Primeiro, vejamos por que o drama começa entendendo o caminho de um relacionamento típico. No primeiro momento você está “apaixonado”. Você se sente vivo e sua vida ganha significado – alguém precisa de você, te deseja e isto te faz sentir especial. Você se sente completo e este sentimento pode ser tão intenso que o resto do mundo se torna insignificante. Parece que você está curado – sua dor desapareceu. (Embora, na realidade, estejam apenas temporariamente encobertas). O segundo momento parece ótimo até que seu parceiro não atenda às suas necessidades ou expectativas de alguma forma. Você desenvolve uma sensação de carência e dependência. No terceiro momento, já viciado na outra pessoa (ou melhor, pelos sentimentos de euforia que experimenta devido às reações químicas e hormônios produzidos por seu cérebro quando você está “apaixonado”), ele ou ela se torna sua droga. Você fica bem quando estão juntos, mas mesmo a possibilidade de perdê-lo pode levá-lo a sentimentos de medo, abandono e rejeição. Quando os efeitos da “droga” passam no quarto momento, você novamente sente a dor que já sentia antes do relacionamento. Desta vez, no entanto, você acredita que seu parceiro é a causa. O drama começa no quinto momento. Aqui começam os ciúmes e ressentimentos e você se ofende por praticamente tudo o que seu parceiro faz e diz. Você se torna possessivo e controlador, começa a exigir, criticar, julgar, culpar e atacar… tudo isso na tentativa de coagir seu parceiro para voltar a atender suas necessidades.

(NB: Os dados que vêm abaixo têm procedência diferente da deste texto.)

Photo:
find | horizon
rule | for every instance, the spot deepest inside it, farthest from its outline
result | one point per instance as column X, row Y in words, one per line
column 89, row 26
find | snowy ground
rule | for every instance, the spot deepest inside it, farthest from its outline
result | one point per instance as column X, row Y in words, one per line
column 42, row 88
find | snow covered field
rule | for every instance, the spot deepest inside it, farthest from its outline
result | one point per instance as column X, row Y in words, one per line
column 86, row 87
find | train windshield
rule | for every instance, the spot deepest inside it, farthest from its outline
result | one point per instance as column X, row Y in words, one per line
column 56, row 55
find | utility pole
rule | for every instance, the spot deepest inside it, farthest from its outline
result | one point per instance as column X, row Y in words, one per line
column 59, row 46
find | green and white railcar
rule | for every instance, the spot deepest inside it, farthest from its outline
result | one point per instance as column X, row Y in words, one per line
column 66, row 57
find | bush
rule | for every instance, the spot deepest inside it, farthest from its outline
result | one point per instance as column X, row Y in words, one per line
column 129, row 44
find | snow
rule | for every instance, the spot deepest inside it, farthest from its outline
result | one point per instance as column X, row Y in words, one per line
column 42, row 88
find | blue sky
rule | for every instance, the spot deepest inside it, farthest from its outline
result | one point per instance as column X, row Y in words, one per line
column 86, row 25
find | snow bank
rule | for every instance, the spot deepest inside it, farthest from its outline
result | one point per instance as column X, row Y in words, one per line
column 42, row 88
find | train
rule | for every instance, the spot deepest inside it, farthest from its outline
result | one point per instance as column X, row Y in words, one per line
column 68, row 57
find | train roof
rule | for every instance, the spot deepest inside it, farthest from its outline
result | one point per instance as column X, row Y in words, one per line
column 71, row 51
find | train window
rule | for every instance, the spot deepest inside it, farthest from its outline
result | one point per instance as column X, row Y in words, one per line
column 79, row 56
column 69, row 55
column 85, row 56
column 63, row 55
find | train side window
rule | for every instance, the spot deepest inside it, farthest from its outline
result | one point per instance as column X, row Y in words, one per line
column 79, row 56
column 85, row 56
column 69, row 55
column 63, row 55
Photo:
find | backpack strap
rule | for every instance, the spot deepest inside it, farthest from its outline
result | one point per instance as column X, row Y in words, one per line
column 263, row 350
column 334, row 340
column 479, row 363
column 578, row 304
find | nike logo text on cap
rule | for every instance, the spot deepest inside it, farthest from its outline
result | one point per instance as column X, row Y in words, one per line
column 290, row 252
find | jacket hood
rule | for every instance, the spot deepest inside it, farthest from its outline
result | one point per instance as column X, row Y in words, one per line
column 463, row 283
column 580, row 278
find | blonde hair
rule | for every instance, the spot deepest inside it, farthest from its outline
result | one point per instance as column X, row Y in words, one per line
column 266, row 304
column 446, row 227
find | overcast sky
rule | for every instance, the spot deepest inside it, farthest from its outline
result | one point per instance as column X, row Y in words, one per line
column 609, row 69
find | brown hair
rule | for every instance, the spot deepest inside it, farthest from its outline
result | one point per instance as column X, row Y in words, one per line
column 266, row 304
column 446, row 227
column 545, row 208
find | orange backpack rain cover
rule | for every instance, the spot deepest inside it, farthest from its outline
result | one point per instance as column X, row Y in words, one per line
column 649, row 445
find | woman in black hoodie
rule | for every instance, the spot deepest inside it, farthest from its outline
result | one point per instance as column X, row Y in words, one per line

Então, você começa o ciclo amor e ódio – mas, agora você não é apenas viciado no amor, também está viciado no ciclo do drama. Isso faz você se sentir vivo. Por que isto acontece? Já ouviu a frase: “Não há nada como sexo depois de uma briga”? A razão disso é que quando você se acalma o cérebro libera dopamina e serotonina, te levando a sensações de felicidade e euforia. Infelizmente este estado não dura muito (como todas as drogas) e seu corpo começará logo a procurar adrenalina novamente. Com o tempo será necessário aumentar a dose ou procurar alternativas para alimentar o vício. Em outras palavras, quanto mais você briga, mais vai precisar brigar para liberar a mesma quantidade de adrenalina.

Há uma crença de que são as mulheres que criam os dramas nas relações. Tendemos a ver as mulheres como mais emotivas, mas o que acontece na verdade é que elas expressam mais emoções que os homens. E embora uma pessoa possa começar o drama, é preciso duas pessoas para que o drama se mantenha. O casal pode, sim, ainda que inconscientemente, criar muito drama. Geralmente isto acontece em forma de “birras”, jogos, crises de raiva e gritos. Mas, por que as pessoas causam drama nas relações?

Foto de Nathan McBride

Algumas pessoas são inseguras e precisam de constante afirmação e atenção. Pessoas com baixa autoestima são mais propensas a serem irracionais, forçando a demonstração de carinho e apreciação da parte do outro. E quando isso não acontece surgem os sentimentos de medo da perda. A pessoa pode começar a se sentir cada vez mais insegura e isso gera ciúmes. Dependendo do casal isso é o suficiente para iniciar o ciclo de drama e uma vez que a relação se encha de drama, é muito difícil pará-la, pois, é muito difícil abrir mão da sensação boa que vem com a reconciliação.

Para piorar a situação, com o tempo a pessoa depositária da culpa não será mais capaz de gerar a mesma resposta fisiológica e aquele que provoca o drama a trocará pela próxima presa.

Claro que não é bom assumir nenhum dos dois papeis nesta relação disfuncional, mas é obviamente pior para a pessoa saudável que é abusada verbal e emocionalmente e depois rejeitada.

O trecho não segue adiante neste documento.